Her role in this twisted crime inspired us to nominate Einspahr as a Schmuck of the Week last year; our previous coverage has been incorporated into this post. Her conviction only underscores the douchebaggery detailed in Einspahr's arrest affidavit (on view below), beginning with her explanation for why she committed the crime: to pay off a restitution deal in a previous theft.

Just after 4 p.m. on May 13, 2016, according to the affidavit, Weld County Sheriff's Office deputies were dispatched to Colorado East Bank and Trust, located at 399 West 4th Avenue in Severance.

Upon their arrival, a bank employee told them that the facility had just been robbed by someone using the drive-through.

A woman in a white Nissan SUV had delivered a note by way of the drive-through's tube system. It read: "Do not sound alarm. The man in the very back wants $100's and $50's no dye packs or trackers he has a gun on my kids."

The teller responded by putting $500 in twenties into the tube and sending it the woman's way — and even though his approach didn't fit her demands, the WCSO report says she took the cash and split without further incident.

A foolproof scheme, right? Maybe if the crime had taken place a few decades ago. But these days, banks tend to have security cameras pointed just about everywhere. And although the one in the vicinity of the drive-through lanes didn't capture images of license plates on the Nissan — they'd been removed — it recorded images of the driver, a Caucasian female wearing a dark hoodie and sunglasses.

One more thing: There appeared to be no man in the back seat.

Shortly thereafter, a deputy spotted a white Nissan Pathfinder matching the SUV's description parked in front of a house at 86 Summit View Road in Severance — the address to which it was registered. As a bonus, a sweatshirt and sunglasses were inside.

Einspahr subsequently emerged from the home and was, in law enforcement parlance, "contacted." So, too, was a woman who told investigators that Einspahr had been babysitting her kids that day — and one of the tots said the siblings were in the back seat when their minder went through a bank drive-through.

That was more than enough for the deputies to take Einspahr to the sheriff's office for questioning, and the affidavit maintains that she agreed to speak to them after first announcing, "I can't go back to jail."
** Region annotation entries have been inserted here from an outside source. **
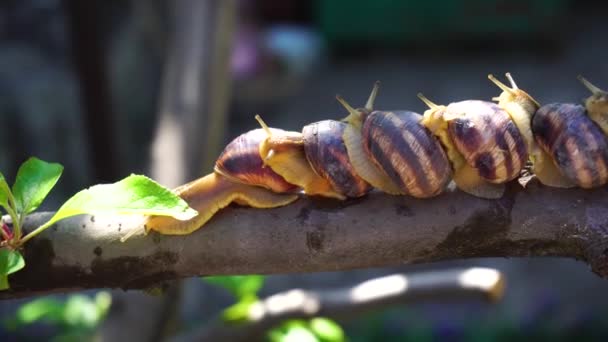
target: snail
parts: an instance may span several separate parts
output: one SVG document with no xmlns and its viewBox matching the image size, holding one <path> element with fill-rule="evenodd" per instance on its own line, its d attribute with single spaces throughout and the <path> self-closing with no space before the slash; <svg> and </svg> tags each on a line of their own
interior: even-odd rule
<svg viewBox="0 0 608 342">
<path fill-rule="evenodd" d="M 578 79 L 591 91 L 591 96 L 585 100 L 589 118 L 600 126 L 605 135 L 608 135 L 608 92 L 594 86 L 581 75 Z"/>
<path fill-rule="evenodd" d="M 588 189 L 608 183 L 608 138 L 585 107 L 544 105 L 534 114 L 532 131 L 548 156 L 545 163 L 555 166 L 550 176 L 561 187 Z"/>
<path fill-rule="evenodd" d="M 290 132 L 280 129 L 272 129 L 271 132 L 276 136 L 291 136 Z M 145 224 L 146 232 L 190 234 L 232 202 L 255 208 L 274 208 L 298 199 L 296 185 L 265 167 L 259 146 L 266 137 L 267 132 L 263 129 L 241 134 L 224 148 L 213 173 L 174 190 L 198 211 L 196 217 L 180 221 L 166 216 L 151 216 Z"/>
<path fill-rule="evenodd" d="M 528 160 L 543 184 L 608 183 L 608 93 L 579 76 L 592 92 L 586 108 L 540 107 L 506 77 L 510 86 L 488 75 L 502 89 L 497 103 L 440 106 L 418 94 L 429 107 L 423 115 L 374 110 L 379 82 L 363 108 L 336 96 L 348 116 L 308 124 L 301 132 L 269 128 L 256 115 L 261 128 L 229 143 L 213 173 L 174 190 L 199 215 L 188 221 L 152 216 L 145 229 L 189 234 L 232 202 L 272 208 L 295 201 L 298 193 L 344 200 L 377 188 L 428 198 L 451 179 L 467 193 L 499 198 Z"/>
<path fill-rule="evenodd" d="M 465 100 L 439 106 L 424 95 L 429 107 L 422 124 L 446 149 L 456 186 L 477 197 L 500 198 L 504 183 L 519 176 L 528 159 L 528 145 L 501 106 Z"/>
<path fill-rule="evenodd" d="M 378 83 L 365 108 L 338 101 L 349 115 L 343 138 L 355 170 L 372 186 L 389 194 L 417 198 L 441 193 L 451 178 L 448 158 L 439 141 L 411 111 L 374 111 Z"/>
<path fill-rule="evenodd" d="M 371 186 L 355 172 L 342 140 L 346 124 L 324 120 L 291 132 L 288 139 L 272 133 L 266 123 L 256 120 L 267 132 L 260 144 L 264 163 L 306 195 L 343 200 L 365 195 Z"/>
<path fill-rule="evenodd" d="M 553 163 L 551 155 L 536 143 L 532 132 L 532 118 L 540 108 L 540 104 L 528 93 L 519 89 L 511 74 L 506 73 L 506 77 L 511 84 L 510 87 L 501 83 L 493 75 L 488 75 L 490 81 L 502 89 L 500 96 L 493 100 L 497 101 L 498 105 L 509 113 L 519 131 L 523 134 L 530 153 L 530 171 L 536 175 L 536 178 L 542 184 L 558 188 L 573 187 L 574 184 L 563 177 Z"/>
</svg>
In the beginning, Einspahr stuck to the story about a man in the back seat who'd demanded that she give him money or else he'd harm the two kids. But the report says she later conceded that she'd planned the bank robbery herself "after meeting her defense attorney at the Public Defender's Office in Greeley."

Whaaa —?

Yep: Einspahr said that she owed $15,000 as part of a restitution/plea deal in a Weld County theft case — and she figured that the quickest way to come up with the dough would be to steal it from a bank.

So she grabbed the kids, bought them some suckers at a gas station to occupy them, then took off the Nissan's plates and wrote the note before heading into the bank's drive-through lane. After getting the cash, she ferried the kids to a nearby school and let them play while she put the license plates back on. She also dumped the hoodie she'd worn; the one the deputies saw in the SUV actually belonged to someone else.

One more thing: Einspahr said she didn't know how much money she'd been given at the bank, having simply stuffed it into her purse without bothering to count it.

It's unclear why Einspahr was so broke. In its release about the guilty plea, the 19th Judicial District DA's office notes that in 2015, she had stolen more than $32,000 from a previous employer while working as an office manager.

Both cases were resolved when Einspahr fessed up to charges of theft, forgery and attempted robbery. She's been ordered to repay the nearly $33,000 total that she swiped in addition to a sentence of six years in the Colorado Department of Corrections.